While the Arab was attaching a lamp to Burke’s stretcher; Doctor Palermo walked across the room and closed the French doors. He came back and helped Hassan wheel a small motor from the elevator.

The Arab closed the tapestries. Doctor Palermo adjusted the lamp and turned it on, so that it threw a glare upon the white features of Clyde Burke.

Palermo removed his red robe and donned one of yellowish white. The Chinese chamber began to take on the aspect of an operating room.

Harry shuddered. He did not know in which guise Palermo appeared more terrible.

“I might mention one fact,” came Palermo’s voice. “We shall not be disturbed here. So if you have any other friends”—he looked at Harry as he spoke—”do not count on their help.

“I told you once that this was my Gibraltar. I have arranged it so that no elevator can come to this floor.

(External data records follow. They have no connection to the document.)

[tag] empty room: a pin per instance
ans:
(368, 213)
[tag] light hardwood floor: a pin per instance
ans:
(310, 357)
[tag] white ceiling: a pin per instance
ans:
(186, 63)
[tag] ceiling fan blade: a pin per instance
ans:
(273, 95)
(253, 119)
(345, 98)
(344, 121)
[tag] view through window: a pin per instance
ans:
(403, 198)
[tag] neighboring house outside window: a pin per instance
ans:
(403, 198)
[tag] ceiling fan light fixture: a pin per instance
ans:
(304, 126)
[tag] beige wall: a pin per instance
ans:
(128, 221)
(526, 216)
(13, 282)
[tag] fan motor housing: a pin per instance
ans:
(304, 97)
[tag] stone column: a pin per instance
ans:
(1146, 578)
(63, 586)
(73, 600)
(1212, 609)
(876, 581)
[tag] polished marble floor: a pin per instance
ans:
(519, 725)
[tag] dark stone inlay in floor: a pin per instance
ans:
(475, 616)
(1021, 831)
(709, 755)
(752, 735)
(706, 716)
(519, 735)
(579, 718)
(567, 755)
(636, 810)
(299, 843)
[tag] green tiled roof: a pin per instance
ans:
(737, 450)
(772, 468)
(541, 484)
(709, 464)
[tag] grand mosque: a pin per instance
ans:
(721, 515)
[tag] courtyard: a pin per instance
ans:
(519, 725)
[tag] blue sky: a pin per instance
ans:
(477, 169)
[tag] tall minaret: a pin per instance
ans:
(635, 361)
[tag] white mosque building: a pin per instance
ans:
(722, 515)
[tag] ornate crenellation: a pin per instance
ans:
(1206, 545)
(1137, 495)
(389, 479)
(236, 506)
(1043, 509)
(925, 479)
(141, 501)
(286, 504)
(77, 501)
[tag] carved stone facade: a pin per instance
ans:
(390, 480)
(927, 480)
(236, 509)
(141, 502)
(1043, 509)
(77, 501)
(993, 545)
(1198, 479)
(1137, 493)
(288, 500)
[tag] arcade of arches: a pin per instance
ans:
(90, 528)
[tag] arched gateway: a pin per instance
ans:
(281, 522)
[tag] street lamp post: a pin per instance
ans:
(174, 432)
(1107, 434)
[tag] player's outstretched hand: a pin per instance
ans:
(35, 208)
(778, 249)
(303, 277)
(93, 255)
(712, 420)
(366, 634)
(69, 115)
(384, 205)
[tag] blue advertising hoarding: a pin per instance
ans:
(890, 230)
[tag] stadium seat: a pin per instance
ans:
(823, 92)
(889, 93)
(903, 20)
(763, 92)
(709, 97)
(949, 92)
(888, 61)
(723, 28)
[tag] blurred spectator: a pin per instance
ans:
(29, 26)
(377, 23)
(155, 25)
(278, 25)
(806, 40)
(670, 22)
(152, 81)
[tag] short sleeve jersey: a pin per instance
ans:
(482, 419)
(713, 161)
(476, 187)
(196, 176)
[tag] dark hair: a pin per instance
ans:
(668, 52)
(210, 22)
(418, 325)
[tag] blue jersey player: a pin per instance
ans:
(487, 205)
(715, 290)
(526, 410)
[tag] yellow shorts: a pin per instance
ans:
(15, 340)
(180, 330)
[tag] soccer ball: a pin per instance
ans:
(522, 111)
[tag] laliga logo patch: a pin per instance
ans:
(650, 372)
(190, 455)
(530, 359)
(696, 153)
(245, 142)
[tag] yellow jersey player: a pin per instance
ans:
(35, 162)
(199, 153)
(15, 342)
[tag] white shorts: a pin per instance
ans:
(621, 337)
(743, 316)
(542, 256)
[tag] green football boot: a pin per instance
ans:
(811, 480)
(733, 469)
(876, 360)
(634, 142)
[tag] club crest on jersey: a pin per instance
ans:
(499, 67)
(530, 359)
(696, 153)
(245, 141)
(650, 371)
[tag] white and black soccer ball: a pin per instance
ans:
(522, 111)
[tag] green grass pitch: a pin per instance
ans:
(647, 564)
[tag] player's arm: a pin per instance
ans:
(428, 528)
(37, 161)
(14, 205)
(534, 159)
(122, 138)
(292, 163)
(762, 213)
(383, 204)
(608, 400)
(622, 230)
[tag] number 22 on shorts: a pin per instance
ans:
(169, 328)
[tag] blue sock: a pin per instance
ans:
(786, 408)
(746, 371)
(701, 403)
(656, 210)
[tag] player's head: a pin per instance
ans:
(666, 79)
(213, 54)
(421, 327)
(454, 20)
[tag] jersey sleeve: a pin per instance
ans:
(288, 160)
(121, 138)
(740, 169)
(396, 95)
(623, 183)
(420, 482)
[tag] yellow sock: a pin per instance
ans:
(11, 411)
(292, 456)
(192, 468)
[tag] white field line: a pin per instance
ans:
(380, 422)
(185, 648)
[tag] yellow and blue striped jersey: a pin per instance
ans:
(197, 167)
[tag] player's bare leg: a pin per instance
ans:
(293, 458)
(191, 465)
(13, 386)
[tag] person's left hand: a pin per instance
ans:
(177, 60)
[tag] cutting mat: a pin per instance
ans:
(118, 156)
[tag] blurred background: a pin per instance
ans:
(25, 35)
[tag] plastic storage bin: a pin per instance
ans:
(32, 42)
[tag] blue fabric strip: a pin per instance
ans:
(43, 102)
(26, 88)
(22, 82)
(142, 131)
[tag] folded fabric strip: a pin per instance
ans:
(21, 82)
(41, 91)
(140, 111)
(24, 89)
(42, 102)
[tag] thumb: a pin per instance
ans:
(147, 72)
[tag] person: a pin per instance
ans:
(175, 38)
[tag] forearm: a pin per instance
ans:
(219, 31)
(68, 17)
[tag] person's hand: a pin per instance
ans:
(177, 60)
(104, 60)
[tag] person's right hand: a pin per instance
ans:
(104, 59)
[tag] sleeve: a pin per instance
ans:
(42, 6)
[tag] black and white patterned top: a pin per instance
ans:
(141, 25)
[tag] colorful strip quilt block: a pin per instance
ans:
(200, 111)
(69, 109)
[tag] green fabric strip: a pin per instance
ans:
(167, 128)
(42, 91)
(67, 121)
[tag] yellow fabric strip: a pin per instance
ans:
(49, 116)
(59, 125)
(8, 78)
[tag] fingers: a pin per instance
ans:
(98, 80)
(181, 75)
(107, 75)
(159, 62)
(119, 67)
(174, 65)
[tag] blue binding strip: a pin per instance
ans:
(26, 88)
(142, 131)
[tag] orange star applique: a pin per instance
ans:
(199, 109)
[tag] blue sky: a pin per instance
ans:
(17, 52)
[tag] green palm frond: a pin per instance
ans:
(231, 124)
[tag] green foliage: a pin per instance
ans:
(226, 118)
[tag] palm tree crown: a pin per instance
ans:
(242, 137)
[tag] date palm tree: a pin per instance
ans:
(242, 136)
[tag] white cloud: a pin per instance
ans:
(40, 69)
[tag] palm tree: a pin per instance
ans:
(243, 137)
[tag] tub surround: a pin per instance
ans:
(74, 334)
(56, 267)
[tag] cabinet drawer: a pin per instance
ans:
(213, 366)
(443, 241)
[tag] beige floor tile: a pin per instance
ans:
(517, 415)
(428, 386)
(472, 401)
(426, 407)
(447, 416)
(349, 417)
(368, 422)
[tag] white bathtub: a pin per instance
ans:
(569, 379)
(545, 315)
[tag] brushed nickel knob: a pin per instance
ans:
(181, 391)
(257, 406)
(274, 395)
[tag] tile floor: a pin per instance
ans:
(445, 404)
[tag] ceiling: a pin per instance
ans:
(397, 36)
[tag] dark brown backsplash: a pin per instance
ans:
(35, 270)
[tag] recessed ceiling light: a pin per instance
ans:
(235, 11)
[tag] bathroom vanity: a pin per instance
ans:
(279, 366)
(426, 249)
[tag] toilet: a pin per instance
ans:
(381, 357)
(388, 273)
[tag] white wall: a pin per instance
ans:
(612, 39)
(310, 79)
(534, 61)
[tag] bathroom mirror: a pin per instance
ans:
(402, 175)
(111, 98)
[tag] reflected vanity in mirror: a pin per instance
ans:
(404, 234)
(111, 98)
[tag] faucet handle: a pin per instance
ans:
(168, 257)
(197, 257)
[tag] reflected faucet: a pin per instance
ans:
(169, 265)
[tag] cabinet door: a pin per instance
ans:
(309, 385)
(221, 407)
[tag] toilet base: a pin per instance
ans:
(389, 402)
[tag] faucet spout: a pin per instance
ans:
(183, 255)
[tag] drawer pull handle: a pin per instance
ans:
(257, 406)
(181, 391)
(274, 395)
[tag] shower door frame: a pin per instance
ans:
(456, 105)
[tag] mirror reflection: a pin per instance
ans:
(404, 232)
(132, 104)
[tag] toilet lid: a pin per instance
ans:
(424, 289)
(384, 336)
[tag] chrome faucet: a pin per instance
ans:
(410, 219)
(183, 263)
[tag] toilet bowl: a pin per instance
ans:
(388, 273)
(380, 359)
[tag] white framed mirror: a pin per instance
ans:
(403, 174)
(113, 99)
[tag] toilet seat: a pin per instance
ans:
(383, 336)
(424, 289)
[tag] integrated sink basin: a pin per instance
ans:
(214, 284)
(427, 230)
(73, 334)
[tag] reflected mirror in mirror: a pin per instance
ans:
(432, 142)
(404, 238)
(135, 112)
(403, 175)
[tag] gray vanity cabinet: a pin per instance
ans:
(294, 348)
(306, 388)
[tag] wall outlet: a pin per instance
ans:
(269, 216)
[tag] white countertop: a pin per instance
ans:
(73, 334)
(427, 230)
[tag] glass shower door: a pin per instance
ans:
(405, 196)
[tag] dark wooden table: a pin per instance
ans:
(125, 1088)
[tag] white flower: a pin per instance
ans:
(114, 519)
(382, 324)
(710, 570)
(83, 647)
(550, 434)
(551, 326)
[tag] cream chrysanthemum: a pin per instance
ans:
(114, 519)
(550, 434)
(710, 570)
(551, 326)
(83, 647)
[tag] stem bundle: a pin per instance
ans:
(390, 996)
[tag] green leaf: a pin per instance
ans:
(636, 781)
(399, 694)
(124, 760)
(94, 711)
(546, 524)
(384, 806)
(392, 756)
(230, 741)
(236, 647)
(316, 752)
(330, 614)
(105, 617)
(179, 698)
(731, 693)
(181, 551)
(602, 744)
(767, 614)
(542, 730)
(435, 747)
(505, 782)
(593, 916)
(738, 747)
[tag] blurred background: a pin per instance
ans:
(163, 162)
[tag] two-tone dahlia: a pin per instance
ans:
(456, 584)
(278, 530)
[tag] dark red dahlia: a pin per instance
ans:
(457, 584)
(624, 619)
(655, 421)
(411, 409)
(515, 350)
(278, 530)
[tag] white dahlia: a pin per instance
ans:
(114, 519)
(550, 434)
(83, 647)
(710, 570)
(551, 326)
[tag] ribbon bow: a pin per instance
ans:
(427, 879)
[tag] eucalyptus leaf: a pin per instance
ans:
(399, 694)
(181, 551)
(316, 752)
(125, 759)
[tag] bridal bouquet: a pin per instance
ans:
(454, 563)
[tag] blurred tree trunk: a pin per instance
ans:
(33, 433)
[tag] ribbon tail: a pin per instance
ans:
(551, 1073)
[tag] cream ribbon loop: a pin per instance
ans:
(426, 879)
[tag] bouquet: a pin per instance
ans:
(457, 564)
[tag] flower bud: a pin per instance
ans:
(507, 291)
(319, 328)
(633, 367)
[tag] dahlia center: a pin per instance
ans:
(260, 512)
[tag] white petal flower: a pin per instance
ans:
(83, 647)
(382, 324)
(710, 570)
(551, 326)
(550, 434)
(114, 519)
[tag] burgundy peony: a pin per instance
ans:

There is no possible chance of an entry.

“Those lights”—he pointed to a board that was inconspicuous upon the wall—”are now set to notify me of any annoyance. Only when I leave the way open does any person enter here.

“Here we are forty stories above Manhattan. So you may prepare yourself for the same fate that Burke will meet.”

HASSAN brought a case of instruments. Doctor Palermo had discarded the guise of a mandarin for that of a surgeon. He made careful, methodical arrangements that Harry had never before witnessed.

The preparations made Harry tremble. He could only stare in horrified fascination. The motor began to buzz. It purred with a steady rhythm, that made the scene more terrible.

“You are about to witness a most delicate operation,” said Palermo in a cold, heartless tone. “It will be performed on the base of the brain. I shall proceed slowly. It will be several minutes — I hope— before the subject loses consciousness.”

The noise of the motor was maddening. To Harry’s ears it seemed to come from all parts of the room.

His senses were rendered more acute, perhaps, by this terrible drama before him.

He was not thinking of his own doom; he was overwhelmed by his desire to aid his friend. The clamps held Harry as he struggled to free himself from the restraining chair.

Doctor Palermo was oblivious to everything except his intended work. Hassan seemed occupied in watching him. The image of Chong glared steadily, an outlandish figure in this room which had been changed from an Oriental chamber to an improvised laboratory.

Palermo’s right hand was steady as it held a long, thin knife. His left hand turned the head of Clyde Burke as though it were an inanimate object instead of a portion of a living human being.

Clyde’s eyes still held their helpless appeal. The point of the knife rested high on Clyde Burke’s neck.

The throbbing purr that had come to Harry’s ears was dying. Still, the motor was whirling as before. It was a peculiar, unexplainable phenomenon.

Palermo must have suddenly noticed it. He became motionless, standing in the attitude of a listener. A few seconds passed. Palermo inclined his head to proceed.

An instant later he looked up, an expression of profound astonishment upon his features.

THE French doors swung inward with a crash. Out of the black night appeared a tall figure clad in black.

Its arms were spread, and the hanging folds of the cloak appeared like the wings of a huge, monstrous bat.

Bright eyes glittered beneath the encircling hat rim. They were eyes that glowed with unsuppressed rage.

Like some great flying mammal, this being had come from the inky heavens to wreak vengeance upon the white-clad criminal who stood with knife in hand.

The Shadow, master of the darkness, had arrived just in time to stay the hand of the murderer!